今、デジタルマーケティング業界を賑わしている「オムニチャネル」という言葉を知っているだろうか。実店舗とECサイトの来訪者の行動情報を統合し、顧客がオンライン、オフラインを意識することなく消費活動ができるようにすることだ。

2013年末、セブン&アイHDが大手通販会社ニッセンや高級アパレルブランドのバーニーズジャパンなどを買収し、オムニチャネル化に取り組みを始めたことでも注目を浴びている。

SATORI』はもともと知り合い同士だったという3社が連携することで生まれたサービスだ

そんな潮流をとらえ、2014年3月にリリースされたのが、トータルマーケティングソリューションの『SATORI』だ。

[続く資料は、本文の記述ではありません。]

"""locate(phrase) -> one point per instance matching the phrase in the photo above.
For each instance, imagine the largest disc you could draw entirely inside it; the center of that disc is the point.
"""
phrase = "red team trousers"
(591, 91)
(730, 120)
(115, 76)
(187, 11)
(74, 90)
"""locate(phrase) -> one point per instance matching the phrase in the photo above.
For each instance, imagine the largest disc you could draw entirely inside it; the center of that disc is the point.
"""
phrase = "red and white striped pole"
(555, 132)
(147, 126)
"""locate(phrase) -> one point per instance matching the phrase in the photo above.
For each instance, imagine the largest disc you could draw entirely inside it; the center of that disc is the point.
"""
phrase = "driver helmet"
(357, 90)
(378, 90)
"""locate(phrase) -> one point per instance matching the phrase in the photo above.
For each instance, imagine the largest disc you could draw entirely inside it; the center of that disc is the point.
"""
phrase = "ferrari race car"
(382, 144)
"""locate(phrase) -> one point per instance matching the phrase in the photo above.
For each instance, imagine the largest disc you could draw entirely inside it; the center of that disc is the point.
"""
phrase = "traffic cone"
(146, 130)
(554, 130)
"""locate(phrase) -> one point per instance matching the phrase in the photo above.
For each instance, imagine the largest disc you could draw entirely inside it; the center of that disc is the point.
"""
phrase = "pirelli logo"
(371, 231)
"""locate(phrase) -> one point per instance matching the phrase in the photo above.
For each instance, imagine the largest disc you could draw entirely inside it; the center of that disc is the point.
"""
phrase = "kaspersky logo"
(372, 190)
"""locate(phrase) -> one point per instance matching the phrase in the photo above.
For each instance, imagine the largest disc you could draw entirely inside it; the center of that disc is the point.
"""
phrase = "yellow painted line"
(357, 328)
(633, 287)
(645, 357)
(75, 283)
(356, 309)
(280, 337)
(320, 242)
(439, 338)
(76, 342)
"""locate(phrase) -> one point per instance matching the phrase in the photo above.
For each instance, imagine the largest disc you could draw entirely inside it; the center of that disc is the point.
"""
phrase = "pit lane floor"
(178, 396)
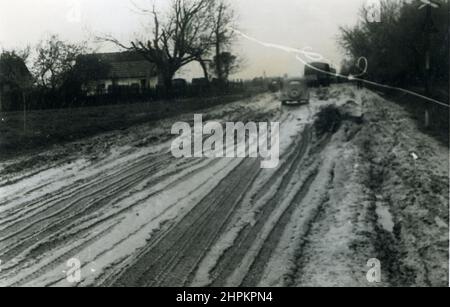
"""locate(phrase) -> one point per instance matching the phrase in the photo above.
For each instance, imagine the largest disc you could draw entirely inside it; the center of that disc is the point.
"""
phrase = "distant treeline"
(394, 38)
(66, 97)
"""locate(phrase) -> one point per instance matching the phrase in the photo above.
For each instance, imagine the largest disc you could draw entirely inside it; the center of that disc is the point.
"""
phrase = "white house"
(128, 69)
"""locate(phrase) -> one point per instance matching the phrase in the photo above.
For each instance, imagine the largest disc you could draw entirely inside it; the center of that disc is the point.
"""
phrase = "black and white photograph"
(224, 144)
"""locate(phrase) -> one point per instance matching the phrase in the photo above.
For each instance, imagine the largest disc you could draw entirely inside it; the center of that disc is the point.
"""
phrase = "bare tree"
(222, 37)
(181, 38)
(55, 59)
(228, 64)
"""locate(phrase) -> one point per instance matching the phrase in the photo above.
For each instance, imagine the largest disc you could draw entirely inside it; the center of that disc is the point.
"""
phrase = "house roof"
(127, 65)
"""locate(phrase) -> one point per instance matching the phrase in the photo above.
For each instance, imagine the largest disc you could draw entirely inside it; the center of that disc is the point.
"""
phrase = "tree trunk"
(167, 80)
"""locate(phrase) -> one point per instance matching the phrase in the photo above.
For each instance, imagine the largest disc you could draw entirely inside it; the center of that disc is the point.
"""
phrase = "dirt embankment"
(387, 198)
(405, 174)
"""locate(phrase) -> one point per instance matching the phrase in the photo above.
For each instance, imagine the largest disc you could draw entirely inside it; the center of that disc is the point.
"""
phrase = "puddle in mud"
(385, 218)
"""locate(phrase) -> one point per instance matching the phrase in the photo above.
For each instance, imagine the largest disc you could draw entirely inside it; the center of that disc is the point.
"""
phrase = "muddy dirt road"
(133, 215)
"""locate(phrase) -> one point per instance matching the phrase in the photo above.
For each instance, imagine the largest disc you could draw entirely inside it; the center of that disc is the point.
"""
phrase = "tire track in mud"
(173, 256)
(49, 236)
(233, 256)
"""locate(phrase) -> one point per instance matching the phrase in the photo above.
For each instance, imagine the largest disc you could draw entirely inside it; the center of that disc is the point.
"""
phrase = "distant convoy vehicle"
(295, 90)
(319, 74)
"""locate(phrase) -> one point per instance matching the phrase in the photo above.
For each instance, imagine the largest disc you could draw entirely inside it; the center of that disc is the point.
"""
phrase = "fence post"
(427, 117)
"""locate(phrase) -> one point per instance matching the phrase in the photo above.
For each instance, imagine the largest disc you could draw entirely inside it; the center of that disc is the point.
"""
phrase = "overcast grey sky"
(294, 23)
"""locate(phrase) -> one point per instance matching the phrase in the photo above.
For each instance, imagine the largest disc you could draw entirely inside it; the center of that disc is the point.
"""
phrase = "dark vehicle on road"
(318, 74)
(295, 90)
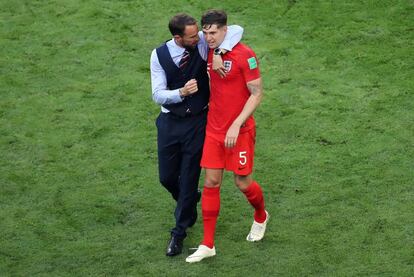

顧客データの取得、蓄積、分析から、オンライン、オフラインを問わない販促コンテンツの配信までを1パッケージで提供する。取材時(2014年4月3日)には1社が導入の検証に入っており、複数社から問い合わせを受けているという。

SATORIはデジタルマーケティング関連技術に携わる3社の連携によって開発されている。CMS『LaCoon(ラクーン)』を開発するトライアックス社。プライベートDMPサービス『owldata(オウルデータ)』を手掛けるスペイシーズ。そして、クラウド型データマネジメントサービスを行うトレジャーデータだ。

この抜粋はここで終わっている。